The Israeli military strategy since the outbreak of the second intifada in 2000 is in fact part of a long-term strategy of spatial demolition and strangulation. The Israeli permit system, the territorial fragmentation of the occupied Palestinian territory under the Oslo Accords, and the expansion of settlements have all contributed to the creation of a disconnected Palestinian population.



This fragmentation and isolation has a major impact on the Palestinian economy, social life, as political organization and action. In economic terms, the fragmentation not only increased transaction costs, but creates a high level of uncertainty and inefficiency that the normal conduct of business becomes extremely difficult and prevents the growth and investment which is necessary to fuel economic stimulation. The fragmentation has disrupted business, commerce and routine social exchange; it raised transport and production costs and severed vital economic links between villages and urban areas.
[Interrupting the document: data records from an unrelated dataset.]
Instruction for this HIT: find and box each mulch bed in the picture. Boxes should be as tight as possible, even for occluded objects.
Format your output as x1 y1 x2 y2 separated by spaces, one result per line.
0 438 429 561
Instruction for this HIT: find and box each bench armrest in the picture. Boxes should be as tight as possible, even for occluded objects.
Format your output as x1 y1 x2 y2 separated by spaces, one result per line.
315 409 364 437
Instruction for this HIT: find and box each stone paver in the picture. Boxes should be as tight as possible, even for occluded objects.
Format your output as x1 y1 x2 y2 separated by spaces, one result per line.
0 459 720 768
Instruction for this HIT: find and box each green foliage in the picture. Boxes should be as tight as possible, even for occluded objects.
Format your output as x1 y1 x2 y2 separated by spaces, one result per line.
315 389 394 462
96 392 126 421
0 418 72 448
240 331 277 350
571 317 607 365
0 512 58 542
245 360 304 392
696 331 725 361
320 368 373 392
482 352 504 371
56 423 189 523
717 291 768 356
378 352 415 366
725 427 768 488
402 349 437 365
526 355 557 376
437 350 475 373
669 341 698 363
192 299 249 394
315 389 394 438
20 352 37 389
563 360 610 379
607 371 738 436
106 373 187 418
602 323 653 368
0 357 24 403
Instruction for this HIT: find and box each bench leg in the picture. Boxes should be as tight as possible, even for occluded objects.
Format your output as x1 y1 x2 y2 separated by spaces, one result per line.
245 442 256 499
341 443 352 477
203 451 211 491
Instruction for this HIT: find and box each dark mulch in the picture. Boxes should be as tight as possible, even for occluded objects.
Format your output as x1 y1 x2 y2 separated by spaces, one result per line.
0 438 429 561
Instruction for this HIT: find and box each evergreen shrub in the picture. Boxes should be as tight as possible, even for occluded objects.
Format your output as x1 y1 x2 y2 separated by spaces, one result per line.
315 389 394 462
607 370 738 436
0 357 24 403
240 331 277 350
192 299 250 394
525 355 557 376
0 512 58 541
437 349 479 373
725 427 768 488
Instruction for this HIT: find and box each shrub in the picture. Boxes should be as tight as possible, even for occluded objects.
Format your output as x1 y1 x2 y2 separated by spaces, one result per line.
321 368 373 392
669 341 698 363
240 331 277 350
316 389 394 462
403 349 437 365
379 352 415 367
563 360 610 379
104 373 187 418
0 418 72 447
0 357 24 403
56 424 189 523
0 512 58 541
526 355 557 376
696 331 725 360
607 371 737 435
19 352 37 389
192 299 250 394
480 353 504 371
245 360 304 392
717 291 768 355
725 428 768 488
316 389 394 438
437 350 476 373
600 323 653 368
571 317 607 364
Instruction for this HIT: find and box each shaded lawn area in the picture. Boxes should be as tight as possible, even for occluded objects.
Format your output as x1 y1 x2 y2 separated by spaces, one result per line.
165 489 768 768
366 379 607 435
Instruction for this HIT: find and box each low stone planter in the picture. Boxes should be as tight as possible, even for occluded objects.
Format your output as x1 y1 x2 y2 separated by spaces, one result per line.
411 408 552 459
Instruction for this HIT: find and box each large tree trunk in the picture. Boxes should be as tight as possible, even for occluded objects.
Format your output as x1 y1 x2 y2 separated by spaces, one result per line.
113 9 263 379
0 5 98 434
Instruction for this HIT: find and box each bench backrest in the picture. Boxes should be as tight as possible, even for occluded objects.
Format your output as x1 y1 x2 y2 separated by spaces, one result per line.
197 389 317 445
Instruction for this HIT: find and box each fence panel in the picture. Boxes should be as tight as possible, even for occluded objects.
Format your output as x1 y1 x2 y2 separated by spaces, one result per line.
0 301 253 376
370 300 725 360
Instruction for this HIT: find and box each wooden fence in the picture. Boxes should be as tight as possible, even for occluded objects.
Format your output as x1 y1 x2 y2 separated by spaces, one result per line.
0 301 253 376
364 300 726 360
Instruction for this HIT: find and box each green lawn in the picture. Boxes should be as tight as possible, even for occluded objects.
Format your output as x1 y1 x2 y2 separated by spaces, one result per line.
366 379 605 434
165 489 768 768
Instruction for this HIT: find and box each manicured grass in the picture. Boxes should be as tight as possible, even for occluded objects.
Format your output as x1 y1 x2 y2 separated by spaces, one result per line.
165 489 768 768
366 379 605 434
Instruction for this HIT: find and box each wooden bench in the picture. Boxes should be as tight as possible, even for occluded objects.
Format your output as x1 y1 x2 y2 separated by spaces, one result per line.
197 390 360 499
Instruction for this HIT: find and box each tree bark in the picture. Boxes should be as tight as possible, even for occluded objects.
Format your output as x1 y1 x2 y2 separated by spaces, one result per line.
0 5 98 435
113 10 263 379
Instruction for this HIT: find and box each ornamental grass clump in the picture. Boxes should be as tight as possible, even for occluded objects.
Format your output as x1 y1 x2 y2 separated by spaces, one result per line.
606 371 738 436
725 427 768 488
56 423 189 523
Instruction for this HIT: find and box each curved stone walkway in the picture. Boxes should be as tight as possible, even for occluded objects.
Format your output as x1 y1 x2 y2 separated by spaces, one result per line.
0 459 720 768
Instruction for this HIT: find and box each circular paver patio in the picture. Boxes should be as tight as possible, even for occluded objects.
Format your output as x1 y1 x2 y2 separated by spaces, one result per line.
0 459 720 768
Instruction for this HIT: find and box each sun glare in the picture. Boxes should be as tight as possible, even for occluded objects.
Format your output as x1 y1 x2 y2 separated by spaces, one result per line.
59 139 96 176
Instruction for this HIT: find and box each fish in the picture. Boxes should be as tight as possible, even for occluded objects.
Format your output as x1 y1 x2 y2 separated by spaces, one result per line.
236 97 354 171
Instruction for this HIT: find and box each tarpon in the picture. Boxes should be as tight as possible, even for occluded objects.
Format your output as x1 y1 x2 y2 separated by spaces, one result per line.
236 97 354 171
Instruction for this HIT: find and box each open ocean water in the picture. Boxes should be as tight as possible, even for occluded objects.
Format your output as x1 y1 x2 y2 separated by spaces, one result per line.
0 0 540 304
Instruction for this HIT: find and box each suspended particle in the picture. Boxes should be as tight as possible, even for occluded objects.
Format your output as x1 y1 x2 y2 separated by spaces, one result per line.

West Bank businessmen have difficulties in obtaining necessary productive inputs from suppliers and in shipping finished goods to market; and Palestinians are likely to be separated from their agricultural lands, irrigation networks and water resources, as well as from West Bank workplaces, schools and health clinics.



The control and isolation of the occupied Palestinian territories has affected men’s and women’s economic participation. Weak employment prospects have led many Palestinians; mostly men; to withdraw from or delay entry into the labor force. At the same time, many women have entered the workforce to make up for the lost income of their unemployed husbands. The loss of jobs within Israel has reduced Palestinian labor force participation, and lower men´s earnings. Household incomes have declined sharply, and as a result all family members are worse off.



The fragmentation of the West Bank has led to the lack of economic opportunities in the formal sector, and forced Palestinians to create and establish new economic activities, to find new ways to earn money, to support their families, and to survive.



This strangulation and fragmentation of the Palestinian population in the West Bank is what several scholars have described as settler colonialism, colonization with ethnic cleansing, colonialism and apartheid; and policies of spatial control as one of “enclavisation”, “bantustanization”, necropolitical models of occupation; or “creeping apartheid”.